I considered my options, chemical warfare came to mind but I quickly disregarded it. We live near the Puget Sound and I don’t want fertilizers and herbicides from my lawn polluting it. That left the other major option hand digging them, a task that combines my old habits, persistence and hard work. Without further consideration, I grabbed my slightly bent dandelion digger and worked for about three hours. I eliminated most of the yellow flowers from my lawn. I was hot, dirty and a little stiff as a result but I came into the house happy with my work.

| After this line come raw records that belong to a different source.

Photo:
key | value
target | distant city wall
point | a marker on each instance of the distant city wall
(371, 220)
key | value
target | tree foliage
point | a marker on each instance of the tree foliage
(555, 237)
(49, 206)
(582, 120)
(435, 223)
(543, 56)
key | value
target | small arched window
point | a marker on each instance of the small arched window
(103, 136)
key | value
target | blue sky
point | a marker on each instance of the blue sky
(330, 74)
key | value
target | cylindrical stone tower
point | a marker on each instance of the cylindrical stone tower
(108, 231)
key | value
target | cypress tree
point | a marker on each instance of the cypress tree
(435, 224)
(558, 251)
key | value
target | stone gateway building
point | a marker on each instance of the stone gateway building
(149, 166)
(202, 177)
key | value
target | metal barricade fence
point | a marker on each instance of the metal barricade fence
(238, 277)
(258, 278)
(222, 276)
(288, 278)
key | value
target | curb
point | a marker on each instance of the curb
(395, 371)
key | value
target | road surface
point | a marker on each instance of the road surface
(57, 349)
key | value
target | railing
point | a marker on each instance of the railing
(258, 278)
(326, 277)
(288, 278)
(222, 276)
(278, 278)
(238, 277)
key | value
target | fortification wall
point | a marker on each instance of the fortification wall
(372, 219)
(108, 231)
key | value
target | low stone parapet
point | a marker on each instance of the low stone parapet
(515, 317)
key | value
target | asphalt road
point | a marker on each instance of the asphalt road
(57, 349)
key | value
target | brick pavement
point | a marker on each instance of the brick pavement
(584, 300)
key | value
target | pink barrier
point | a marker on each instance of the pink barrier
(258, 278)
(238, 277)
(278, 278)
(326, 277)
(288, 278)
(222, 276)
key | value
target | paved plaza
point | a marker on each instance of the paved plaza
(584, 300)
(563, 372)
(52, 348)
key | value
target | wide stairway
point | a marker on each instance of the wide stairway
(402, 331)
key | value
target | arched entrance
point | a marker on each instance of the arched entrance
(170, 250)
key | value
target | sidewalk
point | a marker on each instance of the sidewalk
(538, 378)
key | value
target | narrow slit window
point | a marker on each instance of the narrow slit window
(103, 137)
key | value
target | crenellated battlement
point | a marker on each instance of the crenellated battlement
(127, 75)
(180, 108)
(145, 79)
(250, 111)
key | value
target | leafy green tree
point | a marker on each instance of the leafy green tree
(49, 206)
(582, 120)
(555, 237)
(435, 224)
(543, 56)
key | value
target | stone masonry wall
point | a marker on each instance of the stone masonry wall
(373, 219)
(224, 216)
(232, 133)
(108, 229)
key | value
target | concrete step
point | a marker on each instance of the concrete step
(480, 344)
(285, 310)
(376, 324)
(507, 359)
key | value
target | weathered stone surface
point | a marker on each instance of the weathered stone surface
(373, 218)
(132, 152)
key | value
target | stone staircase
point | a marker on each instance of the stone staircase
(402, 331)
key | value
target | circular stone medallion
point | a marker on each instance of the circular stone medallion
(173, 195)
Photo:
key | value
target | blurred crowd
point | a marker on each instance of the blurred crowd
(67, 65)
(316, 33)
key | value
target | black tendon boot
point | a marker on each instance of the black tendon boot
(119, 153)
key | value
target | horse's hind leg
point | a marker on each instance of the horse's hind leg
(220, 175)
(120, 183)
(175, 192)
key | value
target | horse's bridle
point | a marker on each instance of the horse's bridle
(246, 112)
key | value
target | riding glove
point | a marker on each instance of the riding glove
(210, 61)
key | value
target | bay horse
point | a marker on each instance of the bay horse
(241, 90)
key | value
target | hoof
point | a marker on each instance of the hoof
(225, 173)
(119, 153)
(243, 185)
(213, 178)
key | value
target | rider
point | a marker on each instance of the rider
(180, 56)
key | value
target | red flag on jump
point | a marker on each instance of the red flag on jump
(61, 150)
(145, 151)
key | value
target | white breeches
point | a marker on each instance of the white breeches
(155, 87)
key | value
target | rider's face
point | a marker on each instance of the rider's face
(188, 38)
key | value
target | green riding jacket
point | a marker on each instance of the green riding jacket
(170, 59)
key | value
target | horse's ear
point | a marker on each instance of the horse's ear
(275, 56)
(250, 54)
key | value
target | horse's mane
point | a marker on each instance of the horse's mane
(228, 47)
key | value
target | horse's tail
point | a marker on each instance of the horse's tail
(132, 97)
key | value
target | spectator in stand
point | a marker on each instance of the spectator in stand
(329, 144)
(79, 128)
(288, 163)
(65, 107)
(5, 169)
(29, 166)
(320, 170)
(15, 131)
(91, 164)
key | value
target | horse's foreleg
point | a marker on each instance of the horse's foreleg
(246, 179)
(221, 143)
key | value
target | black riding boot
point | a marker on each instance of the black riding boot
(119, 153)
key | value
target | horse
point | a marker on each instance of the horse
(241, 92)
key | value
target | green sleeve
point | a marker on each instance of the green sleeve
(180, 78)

The next morning I looked across the yard and saw… yellow flowers and white seed heads. As I pulled the seed heads off before they could blow away, I felt a little guilty thinking of the kids who blow on them and make a wish. Then it occurred to me that for every child’s wish, the dandelion also makes a wish that the tiny seed on its silken parachute will find fertile ground and will send its deep tap root into the soil and establish a plant. I also remembered seeing a greeting card with a quote that said something like “All flowers have an angel bending over them whispering, ‘Grow, Grow!’”
It was then I realized that I had broken my principle of choosing my battles carefully. As a working woman my adversaries were mere mortals, but here I was up against Mother Nature herself. The best I could do, without cheating and using poisons, machines or a team of weed-pullers, was to achieve a brief stalemate and eventually Mother Nature would take over again. I’m thinking of replacing the grass with a garden soon. But for now, I just bow to Mother Nature’s superior tenacity and do the best I can and as I work I listen for the angels whispering “Grow, Grow!”